I generally script all my database changes by hand. Not 100%, if it’s a big change I’ll right-click the object and use the script menu command to generate a script I can paste into my script editor. But often if I’m creating new objects I’ll write the script by hand from scratch.
Last week I needed to add a column to three separate tables and the column was not nullable. So as I have done so many times in the past, I proceeded to drop all dependent objects, create a temp table with the new table structure, copy the data, drop the old table, rename the temp table and proceed to recreate all dependent objects (triggers, constraints, indexes). The script for each table was pretty long.
But yesterday the deployment script I wrote wouldn’t run in the QA environment. And someone asked why I didn’t just use the ALTER TABLE [tablename] ADD [column] syntax and do it all in one line.

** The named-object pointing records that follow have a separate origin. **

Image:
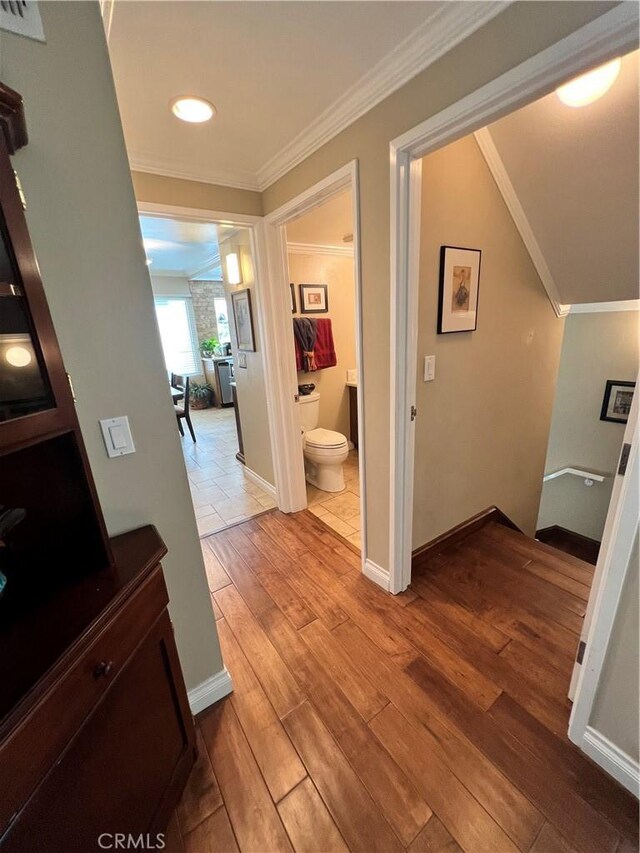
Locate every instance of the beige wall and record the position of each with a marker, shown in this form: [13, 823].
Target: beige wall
[482, 428]
[84, 226]
[180, 193]
[250, 384]
[338, 273]
[519, 32]
[596, 347]
[615, 711]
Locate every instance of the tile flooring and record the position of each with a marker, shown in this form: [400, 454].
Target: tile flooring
[340, 510]
[221, 492]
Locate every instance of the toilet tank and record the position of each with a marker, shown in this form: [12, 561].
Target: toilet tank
[309, 410]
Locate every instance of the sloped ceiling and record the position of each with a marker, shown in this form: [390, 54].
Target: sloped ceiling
[575, 173]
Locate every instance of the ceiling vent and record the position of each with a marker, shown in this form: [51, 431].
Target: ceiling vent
[21, 17]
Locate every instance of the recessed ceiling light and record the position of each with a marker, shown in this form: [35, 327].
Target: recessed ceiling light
[195, 110]
[589, 87]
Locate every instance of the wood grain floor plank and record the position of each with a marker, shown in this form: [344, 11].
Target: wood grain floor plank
[308, 822]
[202, 796]
[277, 682]
[357, 816]
[463, 816]
[214, 835]
[253, 815]
[277, 759]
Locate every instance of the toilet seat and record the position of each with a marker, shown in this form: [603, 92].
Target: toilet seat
[325, 438]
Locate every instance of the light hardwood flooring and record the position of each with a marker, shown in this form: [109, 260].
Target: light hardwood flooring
[430, 721]
[220, 490]
[341, 510]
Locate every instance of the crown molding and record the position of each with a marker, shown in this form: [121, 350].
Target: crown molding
[170, 168]
[501, 177]
[447, 27]
[605, 307]
[319, 249]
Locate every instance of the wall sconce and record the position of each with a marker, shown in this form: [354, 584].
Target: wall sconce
[234, 275]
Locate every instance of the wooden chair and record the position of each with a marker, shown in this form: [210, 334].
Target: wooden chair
[182, 411]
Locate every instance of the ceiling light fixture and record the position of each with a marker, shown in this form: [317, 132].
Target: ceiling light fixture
[588, 87]
[192, 109]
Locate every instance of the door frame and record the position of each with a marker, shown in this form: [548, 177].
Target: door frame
[612, 34]
[254, 224]
[279, 319]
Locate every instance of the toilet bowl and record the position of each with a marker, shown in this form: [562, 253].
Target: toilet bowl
[325, 451]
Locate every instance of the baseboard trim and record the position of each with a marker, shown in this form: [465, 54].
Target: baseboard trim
[260, 481]
[611, 758]
[461, 531]
[210, 691]
[376, 574]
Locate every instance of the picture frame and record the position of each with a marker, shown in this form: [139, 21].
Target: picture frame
[616, 403]
[459, 286]
[314, 298]
[243, 320]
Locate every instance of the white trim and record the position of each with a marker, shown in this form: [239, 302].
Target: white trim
[447, 27]
[611, 758]
[605, 307]
[318, 249]
[497, 168]
[607, 36]
[210, 691]
[293, 489]
[265, 485]
[376, 574]
[578, 472]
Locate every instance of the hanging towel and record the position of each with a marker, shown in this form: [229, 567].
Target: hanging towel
[324, 350]
[305, 333]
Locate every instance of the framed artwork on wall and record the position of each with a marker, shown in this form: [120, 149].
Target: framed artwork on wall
[243, 319]
[616, 403]
[458, 293]
[314, 299]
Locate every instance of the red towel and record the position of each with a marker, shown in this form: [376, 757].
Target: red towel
[324, 350]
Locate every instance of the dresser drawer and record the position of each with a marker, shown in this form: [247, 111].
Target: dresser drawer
[35, 744]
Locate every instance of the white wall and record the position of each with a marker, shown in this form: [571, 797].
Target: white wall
[84, 225]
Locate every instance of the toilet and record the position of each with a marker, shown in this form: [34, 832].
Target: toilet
[325, 451]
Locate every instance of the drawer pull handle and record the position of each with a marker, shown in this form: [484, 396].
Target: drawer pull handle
[103, 669]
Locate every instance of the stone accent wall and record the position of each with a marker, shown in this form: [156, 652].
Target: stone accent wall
[202, 294]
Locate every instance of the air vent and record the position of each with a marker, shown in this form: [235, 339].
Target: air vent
[21, 17]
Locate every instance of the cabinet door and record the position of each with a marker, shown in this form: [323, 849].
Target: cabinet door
[125, 769]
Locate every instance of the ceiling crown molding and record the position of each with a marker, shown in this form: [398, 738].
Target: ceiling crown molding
[447, 27]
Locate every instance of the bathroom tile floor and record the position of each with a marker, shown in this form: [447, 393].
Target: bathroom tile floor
[340, 510]
[221, 492]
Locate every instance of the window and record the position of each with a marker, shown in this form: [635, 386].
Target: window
[177, 326]
[222, 320]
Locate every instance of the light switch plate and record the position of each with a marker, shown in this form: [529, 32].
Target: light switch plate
[429, 368]
[117, 436]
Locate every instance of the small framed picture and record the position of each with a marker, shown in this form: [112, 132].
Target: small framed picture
[459, 284]
[314, 299]
[243, 318]
[616, 403]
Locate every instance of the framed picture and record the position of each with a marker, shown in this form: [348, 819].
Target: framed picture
[243, 318]
[314, 299]
[459, 284]
[616, 403]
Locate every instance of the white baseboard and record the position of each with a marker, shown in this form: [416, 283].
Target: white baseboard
[260, 481]
[210, 691]
[376, 574]
[612, 759]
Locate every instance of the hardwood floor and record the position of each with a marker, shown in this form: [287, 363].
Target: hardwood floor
[431, 721]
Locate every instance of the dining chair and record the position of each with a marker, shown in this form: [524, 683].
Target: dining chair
[182, 411]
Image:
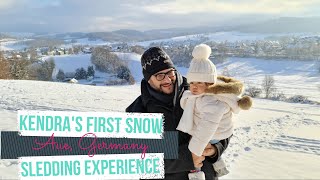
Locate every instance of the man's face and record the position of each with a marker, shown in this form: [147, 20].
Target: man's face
[163, 81]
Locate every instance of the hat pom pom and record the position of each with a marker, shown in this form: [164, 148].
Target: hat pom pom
[201, 52]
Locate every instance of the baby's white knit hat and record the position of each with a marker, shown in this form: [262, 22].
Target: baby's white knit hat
[201, 68]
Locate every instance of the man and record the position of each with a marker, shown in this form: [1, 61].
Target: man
[161, 90]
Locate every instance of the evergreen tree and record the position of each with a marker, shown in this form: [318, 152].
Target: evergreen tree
[90, 71]
[60, 76]
[81, 73]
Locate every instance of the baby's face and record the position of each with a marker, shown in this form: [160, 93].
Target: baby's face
[198, 87]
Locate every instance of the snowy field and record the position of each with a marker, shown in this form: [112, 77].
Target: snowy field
[274, 140]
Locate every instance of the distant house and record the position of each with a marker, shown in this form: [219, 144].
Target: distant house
[87, 50]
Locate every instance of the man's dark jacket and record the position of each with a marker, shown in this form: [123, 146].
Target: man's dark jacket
[151, 101]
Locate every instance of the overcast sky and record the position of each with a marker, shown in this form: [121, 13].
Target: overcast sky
[109, 15]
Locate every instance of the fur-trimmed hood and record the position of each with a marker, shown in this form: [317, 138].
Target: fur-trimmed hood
[227, 86]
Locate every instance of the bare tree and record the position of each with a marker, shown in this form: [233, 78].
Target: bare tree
[4, 67]
[268, 85]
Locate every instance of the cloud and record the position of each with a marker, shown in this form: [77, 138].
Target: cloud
[235, 7]
[7, 4]
[99, 15]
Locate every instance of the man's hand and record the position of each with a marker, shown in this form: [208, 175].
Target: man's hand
[210, 150]
[197, 160]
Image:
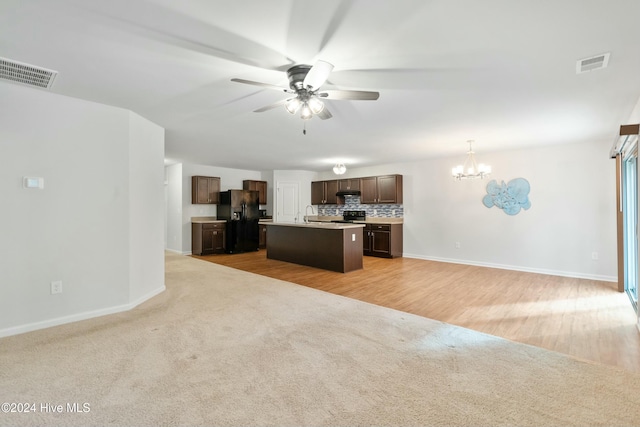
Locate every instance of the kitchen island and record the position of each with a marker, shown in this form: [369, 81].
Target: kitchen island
[327, 245]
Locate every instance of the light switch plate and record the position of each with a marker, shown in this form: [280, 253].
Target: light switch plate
[33, 182]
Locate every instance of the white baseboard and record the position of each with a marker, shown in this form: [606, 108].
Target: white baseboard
[518, 268]
[29, 327]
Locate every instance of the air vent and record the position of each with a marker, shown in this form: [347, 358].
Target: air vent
[26, 74]
[593, 63]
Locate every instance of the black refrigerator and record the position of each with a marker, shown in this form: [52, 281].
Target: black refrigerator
[240, 209]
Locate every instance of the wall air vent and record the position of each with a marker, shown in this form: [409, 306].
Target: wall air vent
[593, 63]
[26, 74]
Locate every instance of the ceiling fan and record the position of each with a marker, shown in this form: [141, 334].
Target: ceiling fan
[305, 82]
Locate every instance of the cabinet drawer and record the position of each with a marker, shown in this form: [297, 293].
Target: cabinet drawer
[217, 225]
[380, 227]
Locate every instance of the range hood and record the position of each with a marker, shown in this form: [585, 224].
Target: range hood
[348, 193]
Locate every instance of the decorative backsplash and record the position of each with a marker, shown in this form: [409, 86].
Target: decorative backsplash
[353, 203]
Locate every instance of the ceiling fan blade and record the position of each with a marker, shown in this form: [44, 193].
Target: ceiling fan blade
[359, 95]
[271, 106]
[324, 114]
[267, 85]
[317, 75]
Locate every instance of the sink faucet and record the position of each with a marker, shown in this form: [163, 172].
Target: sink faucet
[306, 213]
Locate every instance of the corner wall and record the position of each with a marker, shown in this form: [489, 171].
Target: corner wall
[82, 228]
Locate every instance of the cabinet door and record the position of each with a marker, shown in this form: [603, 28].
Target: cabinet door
[381, 240]
[368, 190]
[387, 189]
[205, 190]
[331, 188]
[213, 186]
[366, 240]
[259, 186]
[262, 240]
[219, 241]
[317, 193]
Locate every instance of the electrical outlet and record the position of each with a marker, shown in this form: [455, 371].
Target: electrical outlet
[56, 287]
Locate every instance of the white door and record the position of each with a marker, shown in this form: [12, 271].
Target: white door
[287, 194]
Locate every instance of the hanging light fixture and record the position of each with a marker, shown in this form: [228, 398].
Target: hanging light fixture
[470, 169]
[339, 169]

My response was the column wasn’t nullable. The answer was, “use a default constraint”. To which I responded that default constraints don’t add the default data to existing rows, only on new inserts. Hence I couldn’t use that technique.
I was so sure, I went back to my desk to write a script to prove I was right. I wrote the following script:
CREATE TABLE ColumnTest (
Id INT IDENTITY(1,1),
Name VARCHAR(10)
)
INSERT INTO ColumnTest(Name) VALUES ('Mark')

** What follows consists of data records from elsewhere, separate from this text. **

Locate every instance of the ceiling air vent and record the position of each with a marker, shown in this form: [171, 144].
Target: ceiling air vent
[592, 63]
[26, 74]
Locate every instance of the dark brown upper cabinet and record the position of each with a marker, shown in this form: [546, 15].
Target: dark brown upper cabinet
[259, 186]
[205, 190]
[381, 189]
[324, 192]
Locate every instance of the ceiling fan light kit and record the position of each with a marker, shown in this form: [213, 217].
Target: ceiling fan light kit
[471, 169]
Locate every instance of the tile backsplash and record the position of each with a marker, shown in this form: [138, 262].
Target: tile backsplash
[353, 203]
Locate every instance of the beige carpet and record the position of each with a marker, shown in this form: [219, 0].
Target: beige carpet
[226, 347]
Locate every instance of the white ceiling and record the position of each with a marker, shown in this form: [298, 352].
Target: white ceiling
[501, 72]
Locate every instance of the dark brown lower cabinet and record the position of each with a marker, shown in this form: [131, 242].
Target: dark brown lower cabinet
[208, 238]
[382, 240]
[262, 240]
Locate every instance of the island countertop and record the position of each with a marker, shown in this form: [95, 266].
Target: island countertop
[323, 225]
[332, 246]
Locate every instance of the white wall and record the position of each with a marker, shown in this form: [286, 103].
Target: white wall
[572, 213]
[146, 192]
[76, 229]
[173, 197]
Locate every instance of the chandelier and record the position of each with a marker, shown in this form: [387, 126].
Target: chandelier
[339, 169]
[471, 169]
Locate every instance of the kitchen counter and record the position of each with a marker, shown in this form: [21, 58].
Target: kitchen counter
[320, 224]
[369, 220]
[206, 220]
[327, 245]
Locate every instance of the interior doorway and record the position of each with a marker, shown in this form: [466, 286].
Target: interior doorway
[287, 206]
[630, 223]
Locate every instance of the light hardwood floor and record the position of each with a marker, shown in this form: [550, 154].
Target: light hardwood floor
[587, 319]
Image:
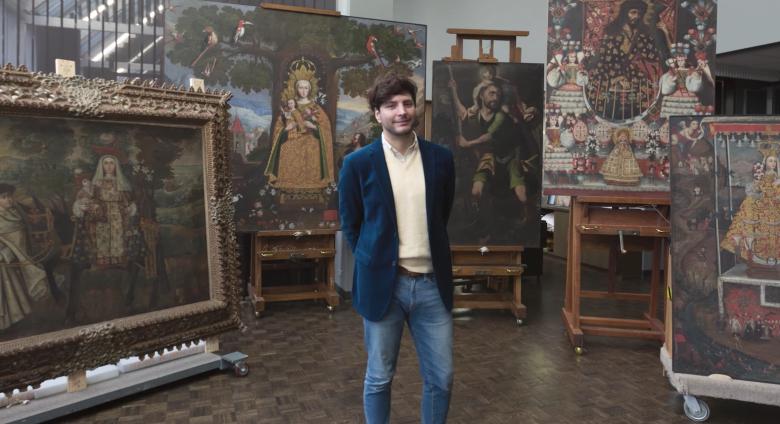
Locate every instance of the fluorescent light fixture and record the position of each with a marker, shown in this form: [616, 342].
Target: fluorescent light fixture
[146, 49]
[111, 47]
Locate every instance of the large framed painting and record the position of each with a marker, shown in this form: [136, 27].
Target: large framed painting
[616, 71]
[726, 246]
[299, 82]
[490, 116]
[116, 222]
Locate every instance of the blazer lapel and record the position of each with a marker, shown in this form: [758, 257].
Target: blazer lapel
[380, 167]
[429, 169]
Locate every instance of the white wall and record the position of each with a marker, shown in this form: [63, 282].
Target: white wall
[376, 9]
[438, 15]
[747, 23]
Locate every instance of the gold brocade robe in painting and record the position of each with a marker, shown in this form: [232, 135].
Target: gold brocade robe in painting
[754, 233]
[108, 224]
[621, 167]
[302, 158]
[22, 281]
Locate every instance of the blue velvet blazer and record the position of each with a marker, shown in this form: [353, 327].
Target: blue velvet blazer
[368, 220]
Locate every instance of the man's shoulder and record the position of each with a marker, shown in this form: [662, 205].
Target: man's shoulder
[359, 155]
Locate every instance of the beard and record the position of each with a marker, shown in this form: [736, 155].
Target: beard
[413, 125]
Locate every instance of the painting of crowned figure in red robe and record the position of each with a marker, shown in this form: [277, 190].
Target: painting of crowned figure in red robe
[616, 71]
[726, 246]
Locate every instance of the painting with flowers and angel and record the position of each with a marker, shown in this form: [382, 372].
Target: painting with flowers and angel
[99, 221]
[298, 108]
[726, 246]
[616, 71]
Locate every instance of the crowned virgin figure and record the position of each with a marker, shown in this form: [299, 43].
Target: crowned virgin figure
[754, 234]
[301, 159]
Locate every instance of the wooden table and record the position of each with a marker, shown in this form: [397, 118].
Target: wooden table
[643, 229]
[286, 246]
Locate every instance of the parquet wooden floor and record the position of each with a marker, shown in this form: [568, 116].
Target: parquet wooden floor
[307, 367]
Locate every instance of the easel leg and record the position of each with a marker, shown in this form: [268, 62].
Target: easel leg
[333, 296]
[256, 290]
[518, 309]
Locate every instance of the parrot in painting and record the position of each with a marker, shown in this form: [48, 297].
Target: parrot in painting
[211, 40]
[240, 30]
[371, 48]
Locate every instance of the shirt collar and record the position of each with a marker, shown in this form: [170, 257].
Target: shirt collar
[398, 155]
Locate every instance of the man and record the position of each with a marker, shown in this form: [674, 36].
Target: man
[395, 197]
[624, 79]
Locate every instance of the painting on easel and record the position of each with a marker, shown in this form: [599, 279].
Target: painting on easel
[726, 246]
[616, 71]
[489, 115]
[299, 106]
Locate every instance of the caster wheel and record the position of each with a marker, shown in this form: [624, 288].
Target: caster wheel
[241, 369]
[697, 416]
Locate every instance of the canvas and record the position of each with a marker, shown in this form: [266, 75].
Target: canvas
[114, 223]
[616, 71]
[490, 116]
[726, 246]
[299, 106]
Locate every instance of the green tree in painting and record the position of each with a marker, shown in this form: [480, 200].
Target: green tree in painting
[345, 49]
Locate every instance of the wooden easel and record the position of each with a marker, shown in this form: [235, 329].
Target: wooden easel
[277, 246]
[470, 261]
[594, 217]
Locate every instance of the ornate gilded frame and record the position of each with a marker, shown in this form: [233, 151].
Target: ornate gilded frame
[31, 360]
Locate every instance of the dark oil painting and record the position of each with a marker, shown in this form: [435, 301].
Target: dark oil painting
[490, 116]
[98, 221]
[726, 246]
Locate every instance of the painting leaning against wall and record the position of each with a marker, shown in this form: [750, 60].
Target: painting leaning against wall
[116, 222]
[616, 71]
[99, 221]
[299, 106]
[726, 246]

INSERT INTO ColumnTest(Name) VALUES ('eSteve')
INSERT INTO ColumnTest(Name) VALUES ('Tyler')
INSERT INTO ColumnTest(Name) VALUES ('Jason')
INSERT INTO ColumnTest(Name) VALUES ('Chad')

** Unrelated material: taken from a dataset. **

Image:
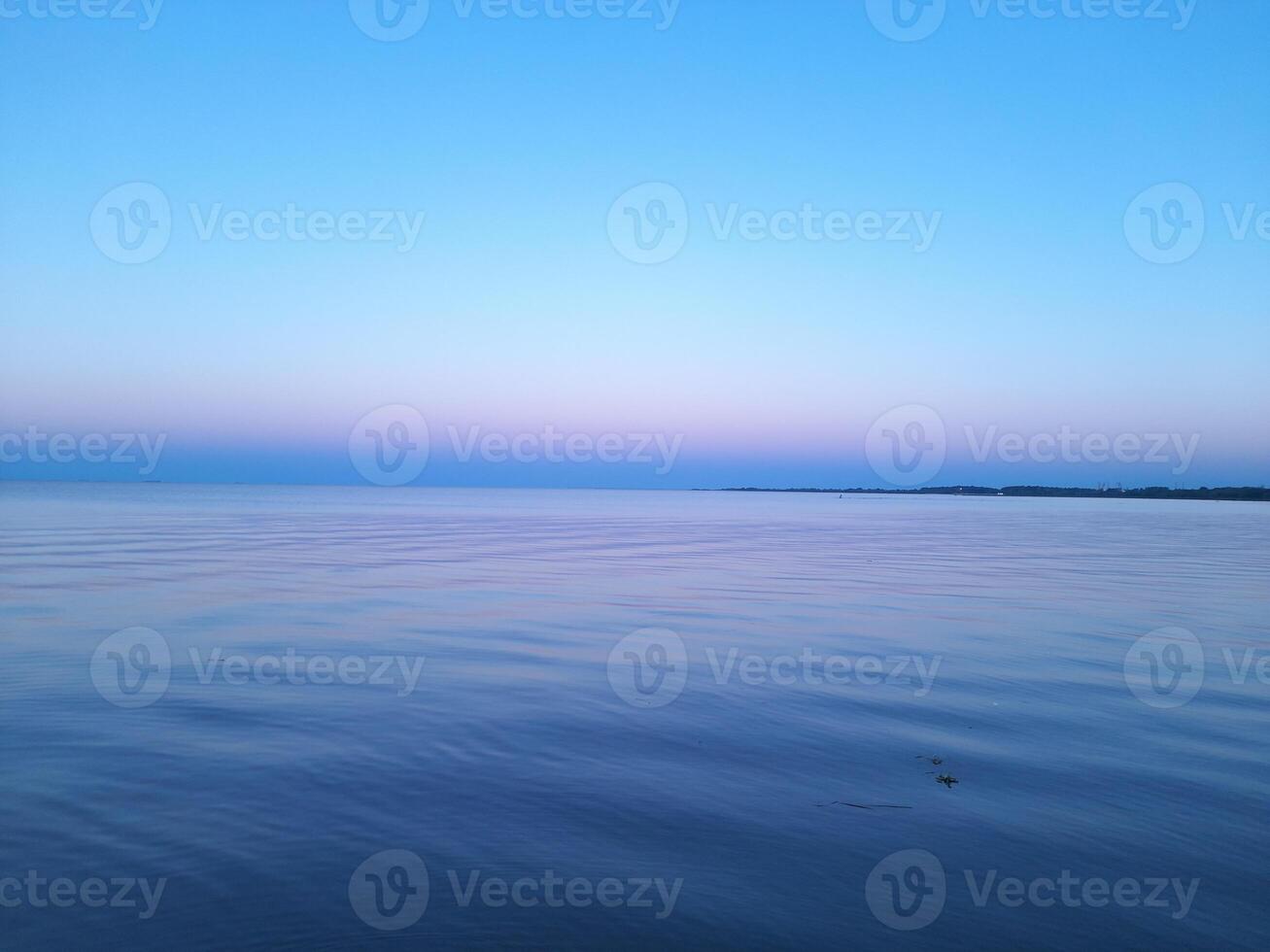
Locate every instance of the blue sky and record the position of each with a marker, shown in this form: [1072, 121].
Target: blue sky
[514, 310]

INSERT INTO ColumnTest(Name) VALUES ('Mike')
INSERT INTO ColumnTest(Name) VALUES ('Nick')
ALTER TABLE ColumnTest ADD AreaCode CHAR(3) DEFAULT('801')
SELECT * FROM ColumnTest
DROP TABLE ColumnTest
The result of the SELECT proved that the column “AreaCode” was null. But then I noticed I hadn’t set the column to “NOT NULL”. So I modified the script like this:
CREATE TABLE ColumnTest (
Id INT IDENTITY(1,1),
Name VARCHAR(10)
)
INSERT INTO ColumnTest(Name) VALUES ('Mark')
INSERT INTO ColumnTest(Name) VALUES ('eSteve')
INSERT INTO ColumnTest(Name) VALUES ('Tyler')
INSERT INTO ColumnTest(Name) VALUES ('Jason')
INSERT INTO ColumnTest(Name) VALUES ('Chad')
INSERT INTO ColumnTest(Name) VALUES ('Mike')
INSERT INTO ColumnTest(Name) VALUES ('Nick')
ALTER TABLE ColumnTest ADD [State] CHAR(2) NOT NULL DEFAULT('UT')
ALTER TABLE ColumnTest ADD AreaCode CHAR(3) DEFAULT('801')
SELECT * FROM ColumnTest
DROP TABLE ColumnTest
Boy was I surprised! I can’t believe I never knew this. Could you imagine the time I could have saved. I hate adding not nullable columns!
My theory is that this was not always the case and that somewhere along the line (2005, 2008) this was added because of the pain involved in adding columns which could not be null.
Anyway, it was a humbling experience and not one I’ll forget.